Nel 1993 mi trasferii in Svizzera, a Berna. Il nuovo QTH era un disastro. Secondo piano, balcone sulla strada, ma per fortuna ci rimasi poco. Nel 1994 infatti traslocai in una bellissima casa, al terzo piano, sotto il tetto, con una magnifica vista sulle colline bernesi. Fu allora che mi decisi a prendere la licenza svizzera, con un esame integrativo in telegrafia (60 caratteri al minuto). L'8 novembre 1996 mi fu assegnato il nominativo, HB9GCE.
22 novembre 1996: il mio primo collegamento con un OM: YO3KSB, in 40 metri in CW, con un FT-101ZD e una verticale per CB infilata in un portaombrelloni, quelli di cemento che pesano 20 chili, appoggiato sul tetto! Quella verticale fu ben presto sostituita da una Windom multibanda. Dal 1996 al 2000 ho fatto molta attività OM, quasi tutto in CW, con vari RTX, TS-930, FT-101, FT-101ZD, FT-757GX, e un accordatore FC-902.

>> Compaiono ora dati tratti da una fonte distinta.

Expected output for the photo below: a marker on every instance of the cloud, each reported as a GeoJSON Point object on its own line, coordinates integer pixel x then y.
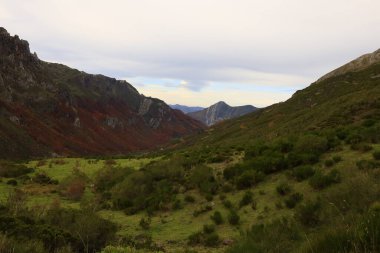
{"type": "Point", "coordinates": [242, 44]}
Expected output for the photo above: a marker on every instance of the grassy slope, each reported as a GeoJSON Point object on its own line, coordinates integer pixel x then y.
{"type": "Point", "coordinates": [336, 101]}
{"type": "Point", "coordinates": [171, 229]}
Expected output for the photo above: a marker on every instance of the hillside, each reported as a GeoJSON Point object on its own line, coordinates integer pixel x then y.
{"type": "Point", "coordinates": [303, 174]}
{"type": "Point", "coordinates": [219, 112]}
{"type": "Point", "coordinates": [186, 109]}
{"type": "Point", "coordinates": [48, 108]}
{"type": "Point", "coordinates": [339, 100]}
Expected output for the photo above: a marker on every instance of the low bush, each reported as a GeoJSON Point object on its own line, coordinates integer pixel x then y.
{"type": "Point", "coordinates": [376, 155]}
{"type": "Point", "coordinates": [283, 188]}
{"type": "Point", "coordinates": [217, 218]}
{"type": "Point", "coordinates": [303, 172]}
{"type": "Point", "coordinates": [189, 199]}
{"type": "Point", "coordinates": [329, 163]}
{"type": "Point", "coordinates": [308, 214]}
{"type": "Point", "coordinates": [246, 199]}
{"type": "Point", "coordinates": [233, 218]}
{"type": "Point", "coordinates": [293, 200]}
{"type": "Point", "coordinates": [320, 181]}
{"type": "Point", "coordinates": [367, 164]}
{"type": "Point", "coordinates": [9, 169]}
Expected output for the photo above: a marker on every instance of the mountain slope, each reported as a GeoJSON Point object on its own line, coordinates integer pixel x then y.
{"type": "Point", "coordinates": [186, 109]}
{"type": "Point", "coordinates": [219, 112]}
{"type": "Point", "coordinates": [339, 100]}
{"type": "Point", "coordinates": [50, 108]}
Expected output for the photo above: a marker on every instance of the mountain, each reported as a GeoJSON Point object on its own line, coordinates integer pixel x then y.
{"type": "Point", "coordinates": [186, 109]}
{"type": "Point", "coordinates": [221, 111]}
{"type": "Point", "coordinates": [348, 95]}
{"type": "Point", "coordinates": [48, 108]}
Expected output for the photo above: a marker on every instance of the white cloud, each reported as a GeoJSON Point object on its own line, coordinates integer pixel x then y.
{"type": "Point", "coordinates": [253, 43]}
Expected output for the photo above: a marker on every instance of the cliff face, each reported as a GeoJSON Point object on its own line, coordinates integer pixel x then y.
{"type": "Point", "coordinates": [50, 108]}
{"type": "Point", "coordinates": [219, 112]}
{"type": "Point", "coordinates": [356, 65]}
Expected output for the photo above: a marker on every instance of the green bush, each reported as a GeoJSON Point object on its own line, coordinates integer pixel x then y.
{"type": "Point", "coordinates": [246, 199]}
{"type": "Point", "coordinates": [367, 164]}
{"type": "Point", "coordinates": [249, 178]}
{"type": "Point", "coordinates": [309, 213]}
{"type": "Point", "coordinates": [303, 172]}
{"type": "Point", "coordinates": [9, 169]}
{"type": "Point", "coordinates": [227, 204]}
{"type": "Point", "coordinates": [12, 182]}
{"type": "Point", "coordinates": [376, 155]}
{"type": "Point", "coordinates": [208, 228]}
{"type": "Point", "coordinates": [233, 218]}
{"type": "Point", "coordinates": [293, 200]}
{"type": "Point", "coordinates": [217, 218]}
{"type": "Point", "coordinates": [212, 240]}
{"type": "Point", "coordinates": [337, 159]}
{"type": "Point", "coordinates": [189, 199]}
{"type": "Point", "coordinates": [283, 188]}
{"type": "Point", "coordinates": [321, 181]}
{"type": "Point", "coordinates": [329, 163]}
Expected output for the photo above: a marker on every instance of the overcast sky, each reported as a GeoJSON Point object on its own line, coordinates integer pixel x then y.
{"type": "Point", "coordinates": [197, 52]}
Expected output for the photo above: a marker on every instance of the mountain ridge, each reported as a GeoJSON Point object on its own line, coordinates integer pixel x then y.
{"type": "Point", "coordinates": [50, 108]}
{"type": "Point", "coordinates": [221, 111]}
{"type": "Point", "coordinates": [186, 109]}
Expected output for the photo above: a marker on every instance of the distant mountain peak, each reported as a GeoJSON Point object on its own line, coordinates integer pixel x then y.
{"type": "Point", "coordinates": [50, 108]}
{"type": "Point", "coordinates": [221, 111]}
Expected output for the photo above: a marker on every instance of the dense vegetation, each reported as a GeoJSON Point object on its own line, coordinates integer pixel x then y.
{"type": "Point", "coordinates": [301, 176]}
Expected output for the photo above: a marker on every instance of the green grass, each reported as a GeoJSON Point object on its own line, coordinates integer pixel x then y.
{"type": "Point", "coordinates": [87, 166]}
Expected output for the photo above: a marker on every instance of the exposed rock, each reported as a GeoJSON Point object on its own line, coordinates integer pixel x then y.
{"type": "Point", "coordinates": [15, 119]}
{"type": "Point", "coordinates": [219, 112]}
{"type": "Point", "coordinates": [49, 98]}
{"type": "Point", "coordinates": [356, 65]}
{"type": "Point", "coordinates": [77, 122]}
{"type": "Point", "coordinates": [145, 106]}
{"type": "Point", "coordinates": [227, 242]}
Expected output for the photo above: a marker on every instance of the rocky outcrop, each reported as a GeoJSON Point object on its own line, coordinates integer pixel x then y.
{"type": "Point", "coordinates": [219, 112]}
{"type": "Point", "coordinates": [354, 66]}
{"type": "Point", "coordinates": [50, 108]}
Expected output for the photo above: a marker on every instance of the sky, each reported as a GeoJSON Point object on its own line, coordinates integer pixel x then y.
{"type": "Point", "coordinates": [199, 52]}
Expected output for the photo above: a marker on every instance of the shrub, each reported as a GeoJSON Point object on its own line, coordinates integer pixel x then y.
{"type": "Point", "coordinates": [12, 182]}
{"type": "Point", "coordinates": [177, 205]}
{"type": "Point", "coordinates": [293, 200]}
{"type": "Point", "coordinates": [246, 199]}
{"type": "Point", "coordinates": [376, 155]}
{"type": "Point", "coordinates": [233, 218]}
{"type": "Point", "coordinates": [227, 204]}
{"type": "Point", "coordinates": [329, 163]}
{"type": "Point", "coordinates": [195, 238]}
{"type": "Point", "coordinates": [189, 199]}
{"type": "Point", "coordinates": [249, 178]}
{"type": "Point", "coordinates": [367, 164]}
{"type": "Point", "coordinates": [9, 169]}
{"type": "Point", "coordinates": [208, 229]}
{"type": "Point", "coordinates": [217, 218]}
{"type": "Point", "coordinates": [337, 159]}
{"type": "Point", "coordinates": [212, 240]}
{"type": "Point", "coordinates": [321, 181]}
{"type": "Point", "coordinates": [42, 178]}
{"type": "Point", "coordinates": [209, 197]}
{"type": "Point", "coordinates": [303, 172]}
{"type": "Point", "coordinates": [145, 223]}
{"type": "Point", "coordinates": [363, 147]}
{"type": "Point", "coordinates": [283, 189]}
{"type": "Point", "coordinates": [308, 214]}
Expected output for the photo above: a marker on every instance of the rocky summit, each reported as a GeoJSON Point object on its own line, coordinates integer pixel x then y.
{"type": "Point", "coordinates": [220, 112]}
{"type": "Point", "coordinates": [48, 108]}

Novembre del 2000: altro trasloco, a Friburgo, bella cittadina, ma situazione radio difficile, quasi impossibile. È in questi anni che faccio conoscenza con il peggior nemico della radio, il
PLC. Per un certo periodo ho trasmesso con una verticale sul davanzale, una per le VHF/UHF e una per le HF, una Hustler, con bobine intercambiabili












 
 

 
 



 




Lo shack però non era male, ma era un po' come andare su una Ferrari con il motore di una Cinquecento...





 

 

 

 
 

 
 
 

 
 

 
 

 
 




 
 
 

 
 

 
 

 


Per un po' di tempo ho trasmesso in QRP con un loop in camera, il Baby Loop della Ciro Mazzoni, e il loop della MFJ


 
 

 






 

 










 
 





E poi gli innumerevoli esperimenti, antenna EH, filo penzolante dalla finestra, balun miracolosi, come questi









 
 

 
 

 
 


 



Ascoltavo molto in onde medie e lunghe con questi loop, fra cui quello della CiaoRadio





 
 











 
 
 














Dal 2008 abito in una nuova casa, non molto lontano da dove stavo prima. Qui non c'è il PLC ma questo disturbo è presente su tutte le bande. Ogni tanto s'interrompe e riprende dopo qualche minuto. Purtroppo fare radio nelle città è ormai impossibile.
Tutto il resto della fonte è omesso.